Claudio möchte nicht erkannt werden. Bozen sei zu klein, man kenne sich und laufe sich immer wieder über den Weg. Er sorgt sich auch um seine eigene Sicherheit und die seiner Familie. Gerade erst hat er einen jungen Mann angezeigt, der seinen Sohn ausgeraubt hat. „Den kann ich anzeigen, aber die Polizei kann nichts machen und deshalb treffe ich ihn immer wieder – vor meinem Haus, in der Straße in der ich wohne...“

Claudio ist ein sympatischer Mittvierziger, kräftig schon, aber vor allem ruhig und freundlich. Er spricht davon, dass die Rolle eines Rausschmeißers heute weniger mit den Händen, als mit dem Kopf zu tun hat. „Du musst versuchen zu deeskalieren, die Leute zu beruhigen“, und das gehe nun mal besser mit Worten als mit Fäusten. In der besagten Samstagnacht war allerdings mit „gut zureden“ von vorne herein nichts zu machen. Das sei eine wüste Schlägerei gewesen, an der mindestens sechs bis sieben Männer beteiligt waren. Die Security-Leute seien mit zehn Mann dazwischen gegangen, um die Sache zu beenden, während der Chef die Polizei gerufen habe. Innerhalb von zehn Minuten sei die Auseinandersetzung beendet gewesen.

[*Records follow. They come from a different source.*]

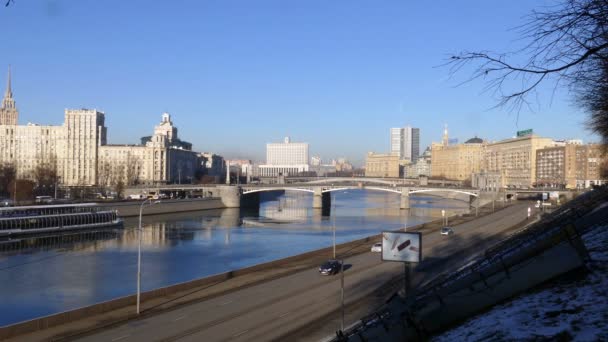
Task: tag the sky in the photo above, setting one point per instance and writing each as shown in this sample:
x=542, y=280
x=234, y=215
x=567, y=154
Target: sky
x=236, y=75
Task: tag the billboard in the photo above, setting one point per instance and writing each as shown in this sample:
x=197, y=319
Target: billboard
x=402, y=246
x=524, y=133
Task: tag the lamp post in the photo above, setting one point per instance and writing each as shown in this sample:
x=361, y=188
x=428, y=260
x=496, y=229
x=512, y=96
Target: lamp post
x=334, y=215
x=141, y=209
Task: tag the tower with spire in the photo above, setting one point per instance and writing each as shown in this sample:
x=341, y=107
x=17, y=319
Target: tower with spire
x=8, y=110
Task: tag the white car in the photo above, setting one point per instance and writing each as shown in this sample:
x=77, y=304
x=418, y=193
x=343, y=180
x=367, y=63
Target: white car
x=377, y=248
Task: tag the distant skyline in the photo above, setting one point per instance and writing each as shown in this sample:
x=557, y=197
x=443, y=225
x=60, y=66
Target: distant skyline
x=236, y=75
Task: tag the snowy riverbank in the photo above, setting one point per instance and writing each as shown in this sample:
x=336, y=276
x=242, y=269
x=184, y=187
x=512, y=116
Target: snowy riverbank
x=574, y=307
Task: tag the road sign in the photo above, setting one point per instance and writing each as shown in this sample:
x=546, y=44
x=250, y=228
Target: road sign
x=524, y=133
x=402, y=246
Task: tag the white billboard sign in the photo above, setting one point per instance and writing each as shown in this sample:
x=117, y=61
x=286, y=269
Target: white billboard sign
x=402, y=246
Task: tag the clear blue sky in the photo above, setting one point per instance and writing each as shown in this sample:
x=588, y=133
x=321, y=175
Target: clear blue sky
x=238, y=74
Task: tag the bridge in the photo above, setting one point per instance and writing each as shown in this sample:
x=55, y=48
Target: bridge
x=247, y=195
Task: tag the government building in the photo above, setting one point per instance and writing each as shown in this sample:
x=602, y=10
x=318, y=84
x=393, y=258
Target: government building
x=79, y=154
x=285, y=159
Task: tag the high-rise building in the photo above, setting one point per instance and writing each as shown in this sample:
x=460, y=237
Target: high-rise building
x=8, y=110
x=456, y=162
x=78, y=153
x=515, y=159
x=285, y=159
x=405, y=143
x=382, y=165
x=569, y=166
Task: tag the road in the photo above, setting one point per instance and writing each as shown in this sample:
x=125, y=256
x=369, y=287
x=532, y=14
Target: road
x=286, y=305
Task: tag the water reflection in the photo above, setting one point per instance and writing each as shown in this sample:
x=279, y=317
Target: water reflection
x=57, y=273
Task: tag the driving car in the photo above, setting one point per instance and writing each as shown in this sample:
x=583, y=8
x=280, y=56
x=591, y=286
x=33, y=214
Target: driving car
x=447, y=231
x=330, y=267
x=377, y=247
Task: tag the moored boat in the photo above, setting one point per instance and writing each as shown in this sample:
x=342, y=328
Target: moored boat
x=37, y=219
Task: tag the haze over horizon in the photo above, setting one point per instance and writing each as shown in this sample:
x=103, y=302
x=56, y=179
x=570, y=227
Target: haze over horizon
x=236, y=75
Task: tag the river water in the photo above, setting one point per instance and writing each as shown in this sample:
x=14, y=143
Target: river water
x=43, y=276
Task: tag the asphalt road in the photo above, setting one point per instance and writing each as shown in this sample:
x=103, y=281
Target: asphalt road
x=276, y=308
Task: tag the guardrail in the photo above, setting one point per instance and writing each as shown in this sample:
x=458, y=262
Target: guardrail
x=504, y=270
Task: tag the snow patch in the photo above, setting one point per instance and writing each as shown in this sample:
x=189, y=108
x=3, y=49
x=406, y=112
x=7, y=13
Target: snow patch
x=574, y=309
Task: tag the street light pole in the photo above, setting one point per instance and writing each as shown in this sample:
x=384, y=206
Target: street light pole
x=342, y=294
x=141, y=209
x=334, y=214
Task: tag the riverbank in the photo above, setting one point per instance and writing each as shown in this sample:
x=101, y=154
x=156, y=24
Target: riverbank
x=116, y=311
x=131, y=208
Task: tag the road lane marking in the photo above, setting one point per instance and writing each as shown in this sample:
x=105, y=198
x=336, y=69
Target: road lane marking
x=180, y=317
x=241, y=333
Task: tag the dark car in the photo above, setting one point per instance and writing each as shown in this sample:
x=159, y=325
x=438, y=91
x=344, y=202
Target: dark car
x=447, y=231
x=330, y=267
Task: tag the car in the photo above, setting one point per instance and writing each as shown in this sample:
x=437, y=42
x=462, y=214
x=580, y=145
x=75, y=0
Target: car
x=330, y=267
x=377, y=247
x=6, y=202
x=447, y=231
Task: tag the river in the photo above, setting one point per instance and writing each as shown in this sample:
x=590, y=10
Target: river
x=43, y=276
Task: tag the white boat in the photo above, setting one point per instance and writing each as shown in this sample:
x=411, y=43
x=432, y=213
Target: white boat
x=16, y=221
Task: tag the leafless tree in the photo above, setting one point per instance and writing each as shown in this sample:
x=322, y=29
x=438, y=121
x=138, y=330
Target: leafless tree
x=567, y=45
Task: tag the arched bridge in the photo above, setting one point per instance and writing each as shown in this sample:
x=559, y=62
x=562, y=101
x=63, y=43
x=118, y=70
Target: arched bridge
x=321, y=193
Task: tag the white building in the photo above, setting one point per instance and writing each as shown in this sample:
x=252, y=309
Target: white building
x=405, y=142
x=285, y=159
x=78, y=152
x=159, y=161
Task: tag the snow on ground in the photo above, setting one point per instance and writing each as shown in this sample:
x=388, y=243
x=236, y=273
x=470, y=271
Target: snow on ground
x=571, y=308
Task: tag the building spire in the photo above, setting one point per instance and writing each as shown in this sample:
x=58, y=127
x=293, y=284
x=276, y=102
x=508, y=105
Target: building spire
x=9, y=91
x=8, y=109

Auch wenn zehn Minuten ziemlich lange klingt, Claudio ist überzeugt, dass an diesem Abend die Sicherheitsleute alles richtig gemacht haben. Trotzdem: Die Ermittlungen der Staatsanwaltschaft betreffen auch die Security. Waren genügend Sicherheitsleute da und haben diese richtig reagiert, lautet die Frage. Für Sicherheitsmann Claudio liegt das Problem vor allem darin, dass solche Feste, wie jenes vom Sheraton, weit schwerer zu kontrollieren seien, als zum Beispiel Diskotheken. „Dort kennst du deine Pappenheimer“, sagt er, „weißt wer gerne für Unruhe sorgt und deshalb besser draußen bleibt.“

Die einzige Lösung wären für ihn personalisierte Eintrittskarten oder eine Art Clubmitgliedschaft, mit denen die Besucher identifiziert und im Falle auch ausgeschlossen werden können. Auch Kameras könnten in Diskotheken verstärkt zum Einsatz kommen, auf Festen, auf denen eine große Fläche zu überwachen sei, sei eine Kameraüberwachung allerdings weniger sinnvoll. Auch von einer flächendeckenden Überwachung des Bozner Stadtgebiets hält er wenig. Von der verstärkten Überwachung einzelner neuralgischer Punkte, wie des Obstplatzes oder der Cagliaristraße dagegen schon.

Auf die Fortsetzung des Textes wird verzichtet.